Antes da sessão plenária, o presidente da Assembleia, deputado Theodorico Ferraço (DEM), recebeu os representantes do Fespes para uma reunião com a missão de comunicar que o governador tinha fechado, durante a manhã, com a presidência da ALES e com o presidente do Tribunal de Justiça um acordo de que este índice poderia ser alterado em setembro, quando o Banco Central divulga uma projeção de inflação para o próximo ano.

Questionados sobre o porquê de votar um índice para depois mudá-lo, tanto o presidente da Casa como o líder de governo, deputado Gildevan Fernandes (PV), não conseguiram justificar a total submissão ao executivo e deram a matéria como aprovada, pois o acordo seria cumprido pelos deputados.

Sem muita demora ou discursos, muito menos sem constrangimento em votar um projeto contrário aos trabalhadores, em apenas 30 minutos, os deputados acataram a missão dada pelo governador e aprovaram o PLDO como veio do Executivo.

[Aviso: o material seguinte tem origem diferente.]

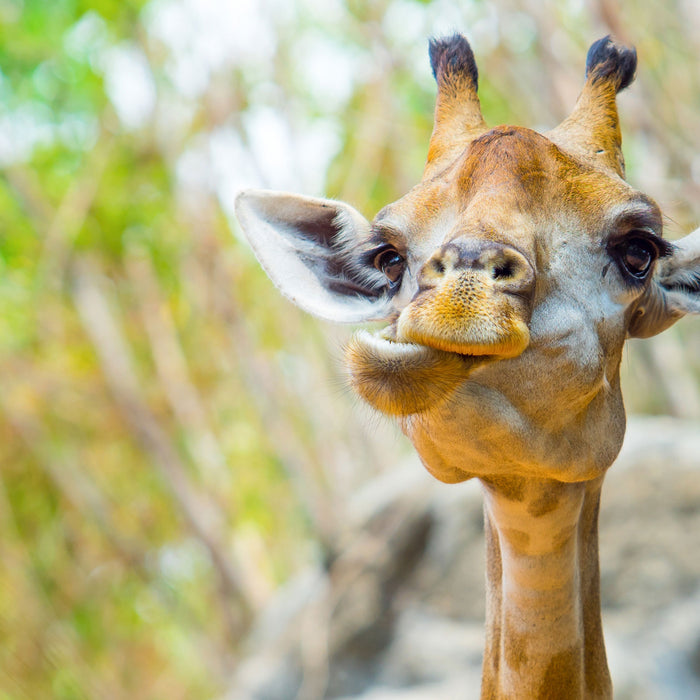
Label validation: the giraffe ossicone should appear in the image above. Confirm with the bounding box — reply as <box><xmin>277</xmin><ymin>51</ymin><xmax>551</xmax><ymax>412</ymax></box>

O Fórum de Servidores Públicos (Fespes) é contra este fator limitador e tentou retirar este índice da LDO, previsto no artigo 16, parágrafo 1º, entendendo que esta questão deveria ser remetida à LOA (Lei Orçamentária Anual), instância correta para estas previsões, que é votada no final do ano.

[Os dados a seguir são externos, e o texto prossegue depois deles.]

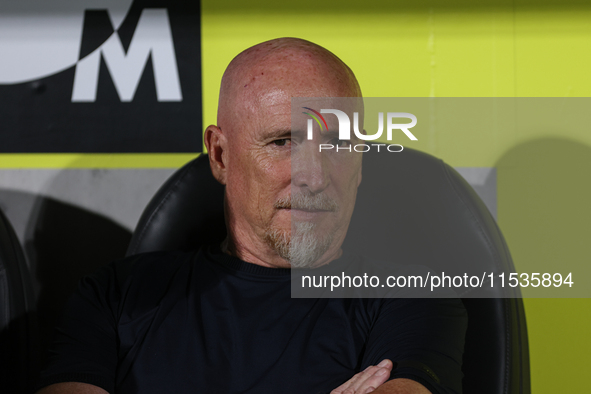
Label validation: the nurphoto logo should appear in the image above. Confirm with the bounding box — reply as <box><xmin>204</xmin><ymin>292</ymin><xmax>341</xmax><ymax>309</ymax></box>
<box><xmin>302</xmin><ymin>107</ymin><xmax>417</xmax><ymax>152</ymax></box>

Agora, com a matéria aprovada, de acordo com a proposta do Executivo, ano que vem todos os concursos públicos poderão de ser suspensos, não haverá incentivo à valorização dos servidores efetivos, pois fatalmente acarretará no fim das promoções, e também deverão ocorrer exonerações de cargos comissionados e redução das funções gratificadas.

Diante de mais essa ação inconstitucional da ALES, as entidades reforçam a convocação da Assembleia Geral Unificada no próximo dia 08 de julho, às 10 horas na Praça do Papa.